I can't for the life of me remember who it was that called New Zealand a team of number sevens. Obviously, it was more appropriate during the Cairns-Harris-Astle-Latham-Larsen-Parore days, when almost everyone in the team could bat a bit, bowl a bit, field remarkably well, and even captain the side (remember Lee Germon?). Indeed, between Martin Crowe and Daniel Vettori, there hasn't really been a single New Zealand cricketer worth talking about. A notable exception was Shane Bond, who strutted his stuff for too short a while. Nathan Astle's 222 against England in 2002 also stands out in my mind as among the great counter-punching innings in recent Test history.
Anyway, that's all in the past. Right now, the New Zealand team wears an even more forlorn look. Partly because the only truly world-class performer in the country - Vettori - isn't around for the Tests. And partly because the current set of players have recently made West Indies look like a champion side. Partly also because Ross Taylor (42.80) is the only batsman in the side averaging more than 40 in Tests.
Mohandas Menon, whom we read so often on Wisden India, informs me that the 1056 No. 7 batsmen in Test history (prior to the Lord's Test between England and South Africa) have a cumulative average of 27.23. The likely New Zealand top six that will play the Tests in India - Taylor, Daniel Flynn, Martin Guptill, Brendon McCullum, Kane Williamson (who has also captained the team) and BJ Watling - averages 34.15 between them. Slightly better than No. 7, but not by much.

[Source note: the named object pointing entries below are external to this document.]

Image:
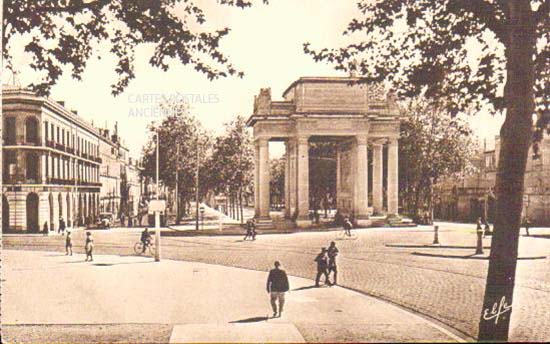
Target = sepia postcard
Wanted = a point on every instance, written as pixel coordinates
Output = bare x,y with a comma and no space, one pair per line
275,171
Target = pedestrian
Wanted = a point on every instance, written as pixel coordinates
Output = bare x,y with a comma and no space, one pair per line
478,224
89,247
277,286
61,226
322,266
332,252
68,244
250,230
348,225
486,229
527,225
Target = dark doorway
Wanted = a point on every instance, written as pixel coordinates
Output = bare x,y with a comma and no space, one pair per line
32,213
5,214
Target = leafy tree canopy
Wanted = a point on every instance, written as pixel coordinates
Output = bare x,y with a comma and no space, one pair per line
64,33
423,46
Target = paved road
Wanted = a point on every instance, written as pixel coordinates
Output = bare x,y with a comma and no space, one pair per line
199,303
392,264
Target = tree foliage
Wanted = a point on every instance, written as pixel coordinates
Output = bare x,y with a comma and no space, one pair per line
426,47
433,146
65,33
466,54
180,134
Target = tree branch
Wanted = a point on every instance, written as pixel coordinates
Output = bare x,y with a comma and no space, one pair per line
486,13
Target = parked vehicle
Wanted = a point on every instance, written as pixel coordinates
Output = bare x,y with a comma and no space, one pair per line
105,220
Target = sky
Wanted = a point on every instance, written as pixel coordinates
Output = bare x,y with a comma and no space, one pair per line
266,42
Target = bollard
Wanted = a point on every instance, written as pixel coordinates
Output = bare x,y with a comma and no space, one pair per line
479,248
436,235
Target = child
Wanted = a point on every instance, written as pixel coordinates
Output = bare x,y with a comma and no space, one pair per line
68,244
89,246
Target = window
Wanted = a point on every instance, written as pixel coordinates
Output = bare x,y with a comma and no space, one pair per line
32,167
10,161
9,131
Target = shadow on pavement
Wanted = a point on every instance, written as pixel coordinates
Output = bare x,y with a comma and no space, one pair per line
469,256
249,320
434,246
305,288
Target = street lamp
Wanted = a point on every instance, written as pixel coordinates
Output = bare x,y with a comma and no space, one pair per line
157,212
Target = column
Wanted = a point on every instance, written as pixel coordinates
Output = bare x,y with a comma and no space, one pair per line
377,167
338,177
264,177
256,180
303,181
361,179
292,177
393,177
287,180
44,168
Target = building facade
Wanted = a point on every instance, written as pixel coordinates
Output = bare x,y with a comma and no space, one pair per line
51,164
341,110
467,198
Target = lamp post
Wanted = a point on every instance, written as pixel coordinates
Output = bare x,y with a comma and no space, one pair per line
157,213
197,187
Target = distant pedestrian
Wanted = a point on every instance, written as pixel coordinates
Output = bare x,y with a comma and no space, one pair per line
277,285
322,266
89,247
332,252
68,244
250,230
527,225
61,226
348,225
486,229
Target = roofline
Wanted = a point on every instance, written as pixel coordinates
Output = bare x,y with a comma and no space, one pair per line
334,79
27,95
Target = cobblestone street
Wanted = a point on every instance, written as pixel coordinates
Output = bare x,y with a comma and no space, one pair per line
444,283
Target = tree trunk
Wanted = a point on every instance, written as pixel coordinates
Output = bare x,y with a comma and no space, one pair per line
516,137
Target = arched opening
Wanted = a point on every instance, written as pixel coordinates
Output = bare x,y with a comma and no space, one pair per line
50,201
32,213
5,214
31,167
31,130
9,133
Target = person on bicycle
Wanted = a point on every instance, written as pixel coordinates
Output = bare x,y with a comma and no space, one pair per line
347,226
332,252
145,238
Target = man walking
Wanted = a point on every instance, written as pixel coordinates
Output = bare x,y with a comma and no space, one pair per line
61,226
68,244
322,265
332,253
277,285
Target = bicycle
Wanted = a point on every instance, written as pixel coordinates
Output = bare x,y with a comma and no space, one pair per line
138,248
343,235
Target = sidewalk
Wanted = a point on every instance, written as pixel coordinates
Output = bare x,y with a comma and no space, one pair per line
200,302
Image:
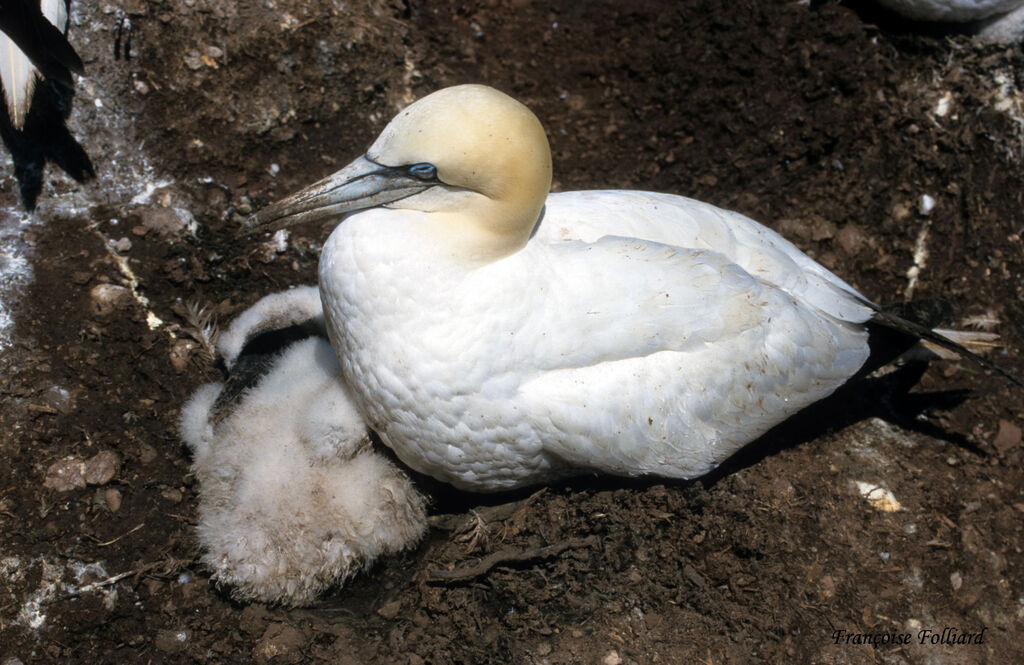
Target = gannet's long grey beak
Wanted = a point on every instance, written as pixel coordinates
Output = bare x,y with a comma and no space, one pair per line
359,185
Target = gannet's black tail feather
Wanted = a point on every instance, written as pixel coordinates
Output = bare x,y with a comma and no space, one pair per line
908,332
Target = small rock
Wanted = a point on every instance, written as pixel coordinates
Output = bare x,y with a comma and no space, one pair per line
926,205
113,499
146,453
172,495
389,610
172,641
180,351
851,238
109,297
879,497
282,642
168,221
1008,438
57,399
101,467
193,59
612,659
66,474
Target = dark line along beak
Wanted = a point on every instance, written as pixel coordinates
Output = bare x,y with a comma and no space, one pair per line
361,184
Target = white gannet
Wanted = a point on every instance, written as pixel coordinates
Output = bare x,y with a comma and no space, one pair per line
495,335
293,498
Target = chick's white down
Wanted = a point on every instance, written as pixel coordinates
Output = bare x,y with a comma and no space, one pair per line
293,498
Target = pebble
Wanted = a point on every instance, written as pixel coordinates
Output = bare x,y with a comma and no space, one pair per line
168,221
66,474
146,453
612,659
109,297
73,473
1008,438
101,467
180,352
172,641
113,499
172,495
282,643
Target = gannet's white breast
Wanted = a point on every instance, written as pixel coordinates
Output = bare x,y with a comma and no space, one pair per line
636,333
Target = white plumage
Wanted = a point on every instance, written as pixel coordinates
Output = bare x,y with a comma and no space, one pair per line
294,498
17,73
495,344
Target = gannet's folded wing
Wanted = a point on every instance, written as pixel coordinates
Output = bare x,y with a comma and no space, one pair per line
682,355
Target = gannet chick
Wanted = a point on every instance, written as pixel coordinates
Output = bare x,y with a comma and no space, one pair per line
496,336
293,498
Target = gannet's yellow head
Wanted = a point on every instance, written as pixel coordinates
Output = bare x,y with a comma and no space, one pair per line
472,157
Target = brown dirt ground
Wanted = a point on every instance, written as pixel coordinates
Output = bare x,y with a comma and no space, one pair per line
813,119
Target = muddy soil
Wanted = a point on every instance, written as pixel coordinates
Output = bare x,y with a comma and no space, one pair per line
893,157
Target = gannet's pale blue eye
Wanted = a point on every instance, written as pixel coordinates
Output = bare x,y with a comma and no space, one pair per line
423,171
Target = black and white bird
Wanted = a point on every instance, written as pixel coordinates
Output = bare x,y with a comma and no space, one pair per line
36,68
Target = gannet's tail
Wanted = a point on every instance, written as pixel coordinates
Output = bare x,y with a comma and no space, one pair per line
951,340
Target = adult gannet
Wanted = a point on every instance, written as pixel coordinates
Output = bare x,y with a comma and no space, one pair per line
495,335
992,21
293,498
36,67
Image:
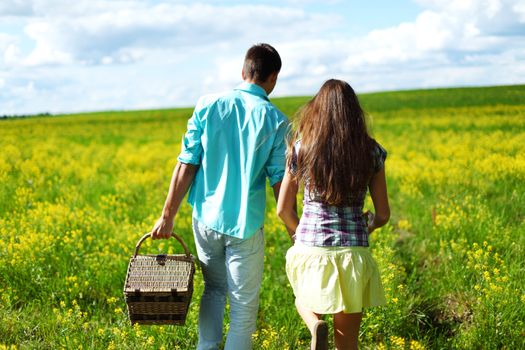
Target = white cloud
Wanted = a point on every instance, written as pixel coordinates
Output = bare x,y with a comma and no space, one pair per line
97,55
101,32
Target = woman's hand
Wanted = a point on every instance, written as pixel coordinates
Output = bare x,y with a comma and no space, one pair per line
369,217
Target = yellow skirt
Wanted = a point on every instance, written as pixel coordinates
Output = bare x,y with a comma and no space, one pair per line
328,280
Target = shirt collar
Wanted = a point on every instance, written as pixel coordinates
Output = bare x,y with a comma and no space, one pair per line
253,89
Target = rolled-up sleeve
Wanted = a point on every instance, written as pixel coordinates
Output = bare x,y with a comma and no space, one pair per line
191,152
275,165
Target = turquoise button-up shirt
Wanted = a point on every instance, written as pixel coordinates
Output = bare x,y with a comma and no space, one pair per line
239,140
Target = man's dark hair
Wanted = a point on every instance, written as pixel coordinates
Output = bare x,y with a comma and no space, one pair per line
261,60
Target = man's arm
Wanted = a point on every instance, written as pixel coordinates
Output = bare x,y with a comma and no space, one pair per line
182,178
287,203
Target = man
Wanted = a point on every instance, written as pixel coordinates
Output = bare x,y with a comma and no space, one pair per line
232,144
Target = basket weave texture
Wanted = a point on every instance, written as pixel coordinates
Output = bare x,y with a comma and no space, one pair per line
158,288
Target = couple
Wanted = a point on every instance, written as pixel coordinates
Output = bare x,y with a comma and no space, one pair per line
232,144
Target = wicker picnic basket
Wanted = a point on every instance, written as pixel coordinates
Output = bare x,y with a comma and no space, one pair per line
158,288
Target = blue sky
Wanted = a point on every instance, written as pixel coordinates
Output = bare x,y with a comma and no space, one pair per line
60,56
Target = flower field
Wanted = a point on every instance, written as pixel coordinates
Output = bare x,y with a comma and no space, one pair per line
78,191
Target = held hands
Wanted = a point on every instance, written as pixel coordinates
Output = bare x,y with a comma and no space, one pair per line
162,229
369,217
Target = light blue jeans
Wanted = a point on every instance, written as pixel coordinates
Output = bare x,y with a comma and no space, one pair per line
231,267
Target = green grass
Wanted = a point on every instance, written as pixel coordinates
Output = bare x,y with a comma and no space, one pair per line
78,191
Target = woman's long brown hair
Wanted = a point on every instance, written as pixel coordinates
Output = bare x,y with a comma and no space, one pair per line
335,156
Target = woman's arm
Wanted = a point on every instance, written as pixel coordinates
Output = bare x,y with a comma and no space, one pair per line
379,196
286,205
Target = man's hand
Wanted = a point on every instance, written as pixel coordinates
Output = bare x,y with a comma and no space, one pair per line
162,229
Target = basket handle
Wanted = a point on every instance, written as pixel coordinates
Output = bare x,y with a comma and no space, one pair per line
147,235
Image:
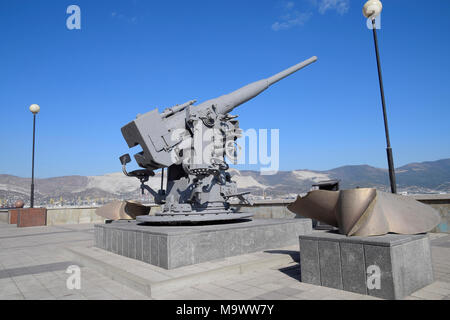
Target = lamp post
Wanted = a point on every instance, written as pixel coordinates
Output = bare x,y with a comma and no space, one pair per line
34,108
372,10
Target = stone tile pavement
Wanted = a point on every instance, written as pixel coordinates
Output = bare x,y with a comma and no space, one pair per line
33,262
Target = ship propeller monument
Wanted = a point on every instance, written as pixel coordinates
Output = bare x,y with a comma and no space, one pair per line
192,141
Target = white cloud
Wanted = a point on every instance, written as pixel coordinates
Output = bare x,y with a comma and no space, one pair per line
340,6
290,20
294,17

Which brings me to the point: the India-New Zealand Test series starts this week, and it is one that will portend the direction in which India's new season will head. The team's in flux right now. Rahul Dravid and VVS Laxman, automatic No. 3 and No. 5 in the Test team till recently, have vanished. Virat Kohli appears to have acquitted himself well, but we have no real assessment of Cheteshwar Pujara, Suresh Raina, Ajinkya Rahane or Subramanian Badrinath, the replacement options for Dravid and Laxman. The bowling attack looks all right, but has, traditionally, depended on the batsmen to take a lot of the burden off it.

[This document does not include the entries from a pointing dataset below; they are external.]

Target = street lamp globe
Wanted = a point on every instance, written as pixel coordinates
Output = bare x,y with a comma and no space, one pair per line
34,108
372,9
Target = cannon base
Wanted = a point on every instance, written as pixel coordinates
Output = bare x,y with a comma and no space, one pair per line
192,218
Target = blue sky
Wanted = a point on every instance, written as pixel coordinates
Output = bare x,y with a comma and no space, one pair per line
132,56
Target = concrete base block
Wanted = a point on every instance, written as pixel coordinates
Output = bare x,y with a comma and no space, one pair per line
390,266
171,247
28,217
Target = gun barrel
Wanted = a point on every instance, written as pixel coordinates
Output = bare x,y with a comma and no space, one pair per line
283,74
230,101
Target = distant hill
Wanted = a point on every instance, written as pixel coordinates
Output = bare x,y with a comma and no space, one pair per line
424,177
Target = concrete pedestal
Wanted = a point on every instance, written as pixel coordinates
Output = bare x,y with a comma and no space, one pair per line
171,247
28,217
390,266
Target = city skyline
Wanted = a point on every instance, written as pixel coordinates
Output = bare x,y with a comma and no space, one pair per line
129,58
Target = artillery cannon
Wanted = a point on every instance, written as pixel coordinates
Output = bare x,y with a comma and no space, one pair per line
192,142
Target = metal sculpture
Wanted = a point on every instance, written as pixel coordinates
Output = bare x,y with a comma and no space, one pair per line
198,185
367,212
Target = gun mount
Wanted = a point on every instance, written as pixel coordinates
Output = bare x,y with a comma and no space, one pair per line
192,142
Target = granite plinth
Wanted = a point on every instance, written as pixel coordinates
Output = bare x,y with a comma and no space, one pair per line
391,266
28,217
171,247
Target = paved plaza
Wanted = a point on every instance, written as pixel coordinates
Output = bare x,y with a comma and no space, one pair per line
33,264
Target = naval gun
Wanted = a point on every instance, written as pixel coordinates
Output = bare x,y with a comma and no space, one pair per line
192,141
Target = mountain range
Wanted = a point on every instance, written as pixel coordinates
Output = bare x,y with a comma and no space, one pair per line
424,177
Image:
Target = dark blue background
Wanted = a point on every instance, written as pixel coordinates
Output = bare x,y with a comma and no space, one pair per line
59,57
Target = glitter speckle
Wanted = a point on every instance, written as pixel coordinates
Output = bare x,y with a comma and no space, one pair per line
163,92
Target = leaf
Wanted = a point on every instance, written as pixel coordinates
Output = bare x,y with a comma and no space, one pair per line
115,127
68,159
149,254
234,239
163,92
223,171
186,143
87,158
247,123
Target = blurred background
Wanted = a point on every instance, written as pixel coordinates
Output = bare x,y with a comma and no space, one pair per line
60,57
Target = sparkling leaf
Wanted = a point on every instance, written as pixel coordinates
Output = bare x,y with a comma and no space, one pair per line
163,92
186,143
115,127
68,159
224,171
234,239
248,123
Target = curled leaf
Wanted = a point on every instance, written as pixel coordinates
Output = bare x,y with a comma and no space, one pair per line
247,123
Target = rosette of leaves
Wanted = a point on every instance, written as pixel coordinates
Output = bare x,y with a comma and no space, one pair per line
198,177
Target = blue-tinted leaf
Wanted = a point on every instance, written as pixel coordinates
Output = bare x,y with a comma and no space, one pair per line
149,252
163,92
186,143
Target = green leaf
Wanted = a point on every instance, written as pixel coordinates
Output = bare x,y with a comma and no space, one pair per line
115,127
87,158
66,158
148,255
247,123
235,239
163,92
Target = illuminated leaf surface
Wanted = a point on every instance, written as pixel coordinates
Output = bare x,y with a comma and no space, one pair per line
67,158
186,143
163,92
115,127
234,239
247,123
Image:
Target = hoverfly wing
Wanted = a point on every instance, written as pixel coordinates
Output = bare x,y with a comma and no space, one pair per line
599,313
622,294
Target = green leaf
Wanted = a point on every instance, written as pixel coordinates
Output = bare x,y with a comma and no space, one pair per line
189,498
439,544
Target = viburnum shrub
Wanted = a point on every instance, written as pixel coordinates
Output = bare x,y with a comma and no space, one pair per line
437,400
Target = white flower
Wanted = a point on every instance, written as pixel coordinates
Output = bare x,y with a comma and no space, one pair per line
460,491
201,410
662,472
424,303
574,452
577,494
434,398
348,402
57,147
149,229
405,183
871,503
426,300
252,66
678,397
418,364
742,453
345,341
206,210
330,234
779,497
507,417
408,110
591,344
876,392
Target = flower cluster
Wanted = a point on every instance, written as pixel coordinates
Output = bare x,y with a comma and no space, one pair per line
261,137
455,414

Most people I have read recently seem to be of the opinion that it's a good thing India plays almost all of its cricket at home this season; it will help the process of transition and help players like Pujara and others settle down before tougher times abroad. If that's correct, and baptism by fire at, say, the WACA, is not the best way to start the process, then it is certainly a good thing that New Zealand should visit before England and Australia do.
At home, batsmen who have traditionally struggled against pace and swing should find things easier. Once the spinners come into play on typical Indian tracks in Hyderabad and Bangalore, the inexperience of Flynn, Williamson and Watling might stand them in poor stead. Meanwhile, with the battle-hardened Virender Sehwag, Gautam Gambhir, Sachin Tendulkar, Mahendra Singh Dhoni and Zaheer Khan to help the Indian youngsters along, the start of the season should go the way India wants it to.
It follows then that failure, individually or collectively, against New Zealand should be dealt with severely. With England and Australia - the two teams that whitewashed India in Test series last season - coming immediately afterwards, the Indians must use the series against New Zealand to make a big statement. Holes the size of Dravid and Laxman are not easy to plug, and those are the ones England and Australia will be targetting. It's non-stop cricket from here on, and the more individuals fail, the tougher it will be to find success as a team.
It's simple. If New Zealand cannot be beaten comprehensively, chances are that Australia and England will be beaten after a lot of kicking and screaming or, who knows, not at all. And on home ground, fans might not be willing to accept that eventuality, even those that were forgiving during the 0-4 wipeouts abroad.